InLanta Mortgage’s Oak Brook, Ill., branch began reaping the benefits of that expanded client base when Siomara Barboza joined the team last month as a mortgage originator. Barboza, who is fluent in both English and Spanish, said that speaking both languages has been a decided advantage during her decade in the industry.
“It’s allowed me to serve a market that is definitely underserved,” Barboza said. “It’s also allowed me to help a market that I’m very passionate about, which is my own culture and my own community.”
Barboza got her start in the mortgage industry in 2003, the year after graduating college. She started her career as an assistant to the office’s top producer. But as the office’s only Spanish speaker, she soon found her role expanding.
“One of the things that I noticed at that time was that we were getting a lot of Hispanic borrowers who were coming in asking for assistance,” she said. “I ended up being a translator for the office and growing a niche for the gentleman I worked for that he wouldn’t have otherwise had.”
Barboza said that even when borrowers are fluent in English, the mortgage process is complex enough that many prefer to speak to loan officers in their first language.

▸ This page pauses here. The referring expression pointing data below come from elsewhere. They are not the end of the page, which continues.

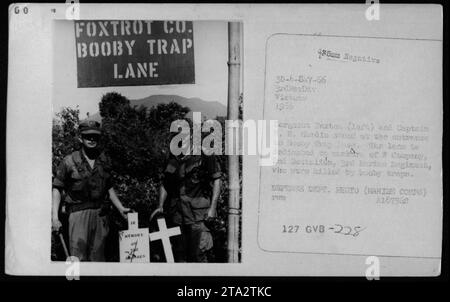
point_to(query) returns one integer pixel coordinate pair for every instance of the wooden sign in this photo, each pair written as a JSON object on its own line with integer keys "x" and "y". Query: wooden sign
{"x": 133, "y": 243}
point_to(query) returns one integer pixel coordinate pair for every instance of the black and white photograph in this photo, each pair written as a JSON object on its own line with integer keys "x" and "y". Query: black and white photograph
{"x": 225, "y": 140}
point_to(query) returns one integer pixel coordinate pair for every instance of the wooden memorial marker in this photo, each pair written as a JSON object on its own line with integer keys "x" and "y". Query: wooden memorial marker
{"x": 164, "y": 234}
{"x": 133, "y": 243}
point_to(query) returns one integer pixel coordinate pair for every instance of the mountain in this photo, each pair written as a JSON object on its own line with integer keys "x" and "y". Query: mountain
{"x": 209, "y": 110}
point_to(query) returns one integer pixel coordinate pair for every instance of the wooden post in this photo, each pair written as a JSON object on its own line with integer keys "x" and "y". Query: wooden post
{"x": 234, "y": 63}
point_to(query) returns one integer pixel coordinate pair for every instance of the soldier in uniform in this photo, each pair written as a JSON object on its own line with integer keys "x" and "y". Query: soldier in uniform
{"x": 85, "y": 178}
{"x": 191, "y": 185}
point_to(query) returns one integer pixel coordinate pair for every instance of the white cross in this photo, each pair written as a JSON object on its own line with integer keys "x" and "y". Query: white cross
{"x": 164, "y": 234}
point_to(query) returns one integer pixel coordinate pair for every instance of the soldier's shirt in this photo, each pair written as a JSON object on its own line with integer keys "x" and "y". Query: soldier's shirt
{"x": 85, "y": 187}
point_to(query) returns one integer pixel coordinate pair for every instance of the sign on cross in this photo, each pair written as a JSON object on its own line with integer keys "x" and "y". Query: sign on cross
{"x": 164, "y": 234}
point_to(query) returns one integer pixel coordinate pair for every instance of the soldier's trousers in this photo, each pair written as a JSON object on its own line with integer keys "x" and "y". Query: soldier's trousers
{"x": 87, "y": 235}
{"x": 193, "y": 244}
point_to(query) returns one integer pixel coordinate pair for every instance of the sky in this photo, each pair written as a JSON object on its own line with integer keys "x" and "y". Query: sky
{"x": 211, "y": 70}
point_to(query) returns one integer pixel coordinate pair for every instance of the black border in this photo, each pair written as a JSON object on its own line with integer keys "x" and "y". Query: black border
{"x": 293, "y": 287}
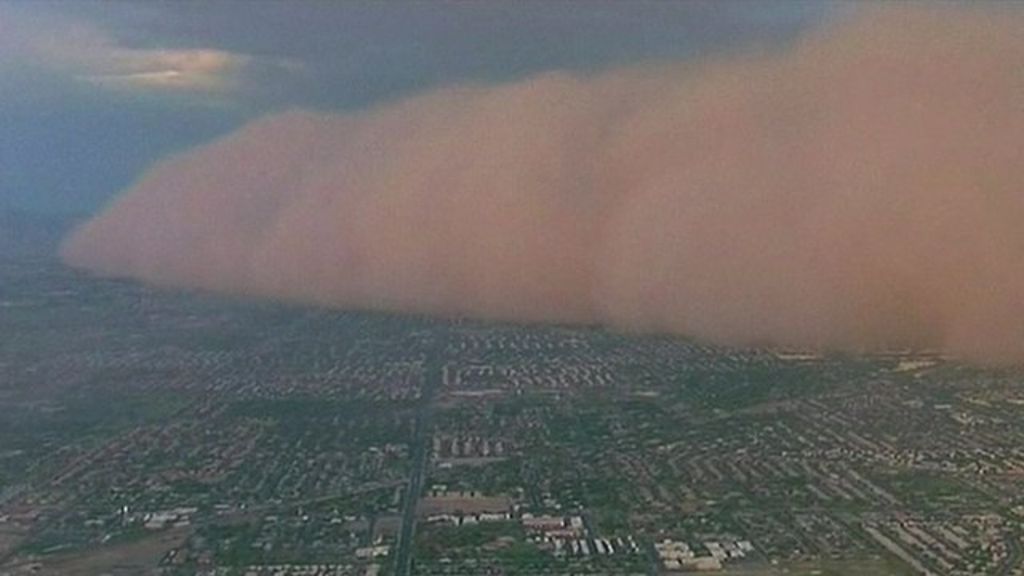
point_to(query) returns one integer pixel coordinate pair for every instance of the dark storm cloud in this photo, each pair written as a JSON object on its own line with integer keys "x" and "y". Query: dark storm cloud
{"x": 95, "y": 91}
{"x": 859, "y": 189}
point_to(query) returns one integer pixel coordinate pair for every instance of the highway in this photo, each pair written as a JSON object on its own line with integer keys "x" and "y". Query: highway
{"x": 433, "y": 374}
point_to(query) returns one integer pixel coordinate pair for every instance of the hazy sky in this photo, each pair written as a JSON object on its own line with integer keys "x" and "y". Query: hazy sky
{"x": 91, "y": 93}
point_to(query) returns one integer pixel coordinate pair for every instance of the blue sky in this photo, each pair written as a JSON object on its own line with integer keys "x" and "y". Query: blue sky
{"x": 91, "y": 93}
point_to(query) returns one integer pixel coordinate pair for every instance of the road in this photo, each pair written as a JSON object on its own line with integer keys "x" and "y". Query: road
{"x": 433, "y": 374}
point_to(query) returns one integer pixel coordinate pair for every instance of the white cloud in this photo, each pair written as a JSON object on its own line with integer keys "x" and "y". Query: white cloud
{"x": 84, "y": 51}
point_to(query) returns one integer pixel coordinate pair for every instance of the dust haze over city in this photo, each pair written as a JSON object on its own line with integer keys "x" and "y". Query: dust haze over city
{"x": 511, "y": 288}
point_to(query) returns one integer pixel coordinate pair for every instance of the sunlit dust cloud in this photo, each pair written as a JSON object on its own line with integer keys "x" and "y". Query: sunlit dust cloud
{"x": 861, "y": 189}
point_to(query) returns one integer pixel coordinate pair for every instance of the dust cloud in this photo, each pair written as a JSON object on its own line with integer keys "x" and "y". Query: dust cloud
{"x": 860, "y": 189}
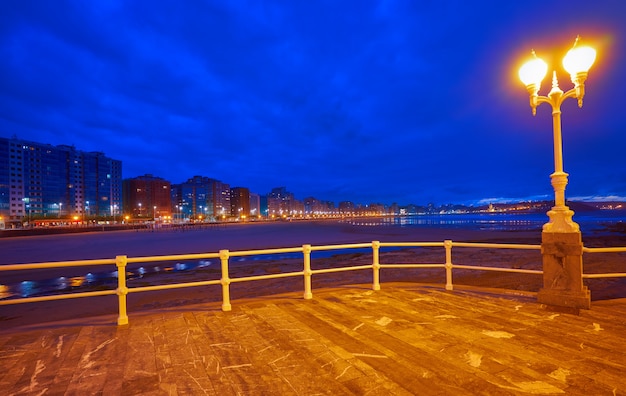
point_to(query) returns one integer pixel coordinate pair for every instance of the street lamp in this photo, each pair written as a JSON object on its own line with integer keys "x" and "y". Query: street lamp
{"x": 561, "y": 240}
{"x": 577, "y": 63}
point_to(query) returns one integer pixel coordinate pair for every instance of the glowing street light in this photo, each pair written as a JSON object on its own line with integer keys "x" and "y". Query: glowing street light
{"x": 577, "y": 63}
{"x": 561, "y": 240}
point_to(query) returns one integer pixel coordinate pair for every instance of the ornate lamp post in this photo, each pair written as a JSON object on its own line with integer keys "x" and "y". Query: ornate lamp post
{"x": 561, "y": 237}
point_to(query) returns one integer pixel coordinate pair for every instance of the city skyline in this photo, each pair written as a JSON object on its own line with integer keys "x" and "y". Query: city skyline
{"x": 364, "y": 102}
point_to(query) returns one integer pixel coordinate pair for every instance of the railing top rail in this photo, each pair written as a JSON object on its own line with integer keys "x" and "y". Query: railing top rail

“The consumer may speak English, but may feel more comfortable doing business in their native language,” she said. “Coming from a Hispanic family where my mother spoke predominantly Spanish and depended on her children to make a lot of the decisions … being able to explain and express things in Spanish has definitely given me the ability to give back. I feel like I’ve been of some value to that group of people.”
She also saw many instances where a loan officer had tried to take advantage of Hispanic customers’ unfamiliarity with English.
“I was seeing Hispanic clients coming into the office asking for assistance because other mortgage companies were charging them an outrageous amount in fees, so they were coming in for a second opinion,” she said. “I was able to say, ‘No, your closing costs should only be $2,000, it doesn’t need to be $12,000.’ There was definitely a lot of that going on, and it was sad to see. That’s what kept me in the industry for so long. There have to be some decent people out there, and you’ll get clients who are loyal to you forever.”
In any large city, businesses are going to serve customers who don’t speak English as a first language. In that case, having a bilingual employee on staff can become invaluable; it makes customers more comfortable and can open up new client bases.